Kuchum Khan (Siberian Tatar Köçöm, Russian: Кучум; died c. 1601) was the last Khan of Siberia who ruled from 1563 to 1598.

Kuchum Khan's attempt to spread Islam and his cross-border raids met with vigorous opposition from the Russian Tsar Ivan the Terrible (reigned 1547–1584), who sent a force of Cossacks to confront him head-on (c. 1580).

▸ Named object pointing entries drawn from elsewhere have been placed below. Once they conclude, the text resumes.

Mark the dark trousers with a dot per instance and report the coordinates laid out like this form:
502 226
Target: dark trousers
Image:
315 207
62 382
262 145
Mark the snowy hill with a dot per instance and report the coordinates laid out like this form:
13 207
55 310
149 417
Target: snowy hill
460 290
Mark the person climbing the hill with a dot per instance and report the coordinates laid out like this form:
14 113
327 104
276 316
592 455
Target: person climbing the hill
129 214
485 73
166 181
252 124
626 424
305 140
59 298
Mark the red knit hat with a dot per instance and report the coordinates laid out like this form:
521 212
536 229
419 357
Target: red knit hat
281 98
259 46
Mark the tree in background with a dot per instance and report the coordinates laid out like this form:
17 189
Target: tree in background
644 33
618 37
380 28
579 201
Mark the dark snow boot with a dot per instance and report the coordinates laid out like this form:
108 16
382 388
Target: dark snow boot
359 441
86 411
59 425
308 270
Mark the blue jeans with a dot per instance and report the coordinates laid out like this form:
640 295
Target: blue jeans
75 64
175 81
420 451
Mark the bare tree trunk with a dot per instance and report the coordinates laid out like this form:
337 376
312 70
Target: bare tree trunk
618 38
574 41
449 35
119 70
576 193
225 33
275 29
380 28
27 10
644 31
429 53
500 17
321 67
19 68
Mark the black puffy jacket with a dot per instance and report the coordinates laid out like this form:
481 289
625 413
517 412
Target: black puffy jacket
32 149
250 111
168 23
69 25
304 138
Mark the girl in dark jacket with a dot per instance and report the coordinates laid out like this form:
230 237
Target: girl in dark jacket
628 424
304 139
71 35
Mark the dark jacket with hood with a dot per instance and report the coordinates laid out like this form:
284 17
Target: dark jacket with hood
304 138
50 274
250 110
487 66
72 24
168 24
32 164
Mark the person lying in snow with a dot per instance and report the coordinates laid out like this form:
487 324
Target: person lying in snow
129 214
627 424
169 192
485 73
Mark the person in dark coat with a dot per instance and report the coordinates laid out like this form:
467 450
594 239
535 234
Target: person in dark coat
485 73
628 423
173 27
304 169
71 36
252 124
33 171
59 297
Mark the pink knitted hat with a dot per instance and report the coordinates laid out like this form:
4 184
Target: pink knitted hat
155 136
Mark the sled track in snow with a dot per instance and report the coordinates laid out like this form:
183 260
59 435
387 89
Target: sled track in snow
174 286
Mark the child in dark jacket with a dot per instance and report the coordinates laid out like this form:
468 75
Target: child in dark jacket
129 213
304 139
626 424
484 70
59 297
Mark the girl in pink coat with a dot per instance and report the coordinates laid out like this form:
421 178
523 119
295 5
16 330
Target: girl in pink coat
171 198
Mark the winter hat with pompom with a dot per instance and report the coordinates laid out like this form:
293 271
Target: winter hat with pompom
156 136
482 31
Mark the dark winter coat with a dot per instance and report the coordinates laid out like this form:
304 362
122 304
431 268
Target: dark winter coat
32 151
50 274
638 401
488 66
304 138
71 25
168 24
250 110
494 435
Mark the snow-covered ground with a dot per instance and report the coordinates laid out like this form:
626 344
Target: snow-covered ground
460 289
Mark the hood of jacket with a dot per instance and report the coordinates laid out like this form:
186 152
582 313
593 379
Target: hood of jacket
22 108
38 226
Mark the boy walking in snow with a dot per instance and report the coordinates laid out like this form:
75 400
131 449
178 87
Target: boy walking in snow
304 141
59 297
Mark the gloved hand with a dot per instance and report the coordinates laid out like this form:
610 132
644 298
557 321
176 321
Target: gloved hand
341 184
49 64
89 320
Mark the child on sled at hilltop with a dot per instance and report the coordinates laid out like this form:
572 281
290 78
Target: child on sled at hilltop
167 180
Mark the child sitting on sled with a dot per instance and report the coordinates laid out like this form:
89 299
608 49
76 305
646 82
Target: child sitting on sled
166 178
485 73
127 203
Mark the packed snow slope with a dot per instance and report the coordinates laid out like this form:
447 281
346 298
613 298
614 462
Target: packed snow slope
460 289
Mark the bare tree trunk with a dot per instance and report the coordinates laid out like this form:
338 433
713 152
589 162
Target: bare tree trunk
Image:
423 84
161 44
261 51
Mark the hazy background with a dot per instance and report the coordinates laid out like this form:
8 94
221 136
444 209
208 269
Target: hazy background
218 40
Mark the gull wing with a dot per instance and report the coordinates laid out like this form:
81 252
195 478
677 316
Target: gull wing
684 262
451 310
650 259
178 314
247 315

Kuchum is particularly noted for the vigorous resistance he offered to the Russian invaders.

Background
Kuchum was the son of prince Murtaza from the Shayban dynasty (Şäyban) and a descendant of Hadji Muhammad.    In 1554, he contested the throne of the Siberia Khanate against the incumbents brothers Yadegar (Yädegär) and Bekbulat, who were both vassals of Russia. In 1563, Yadegar was defeated and Kuchum assumed the throne. In 1573, Kuchum conducted a raid on Perm. It was this and other minor raids which prompted the Tsar of Russia to support a Cossack invasion of Siberia.

War with the Muscovy

In 1582, the Siberia Khanate was attacked by the Cossack ataman Yermak, who defeated Kuchum's forces and captured the capital Qashliq. Kuchum retreated into the steppes, and over the next few years regrouped his forces. He suddenly attacked Yermak on August 6, 1584, in the dead of night, and killed Yermak and most of his army; regaining control of the now ruined Qashliq. Kuchum attempted to unite the rival factions within the khanate nobility but met with resistance. After an unsuccessful attempt on his life by Qarachi Sayet khan (Säyet), Kuchum was forced to move his horde to the steppe south of the Irtysh river. There he attempted to establish a new khanate, engaging in war against Russian governors.

In 1590 Kuchum raided the Tatars around Tobolsk who were paying yasak to the Russians. In 1591 Koltsov caught Kuchum on the Ishym River and captured two of his wives and his son Abdul-Khair who was later given estates in Russia. In 1594 the fort at Tara was built in part to control Kuchum who was in the area. In 1595 Kuchum's followers were raided on the upper Irtysh. In 1597 Kuchum asked for negotiations and the Tsar and Abdul-Khair wrote from Russia offering estates in Russia in return for surrender. Before September 1598 Andrey Voyeykov caught a large group of his followers at a place called Ub Lake and later caught Kuchum on the Ob River. Kuchum fled, but the Russians killed two of his sons and captured five other sons, eight wives and eight daughters. A Muslim cleric was sent to negotiate. Kuchum replied, describing himself as deaf and blind and without subsistence and said that he had not submitted before and would not submit now. This was his last contact with the Russians.  He is believed to have died c. 1605 in Bukhara. In 1620 his son Ishim-khan married a daughter of Kho Orluk who was then leading his people from Dzugharia to the Volga.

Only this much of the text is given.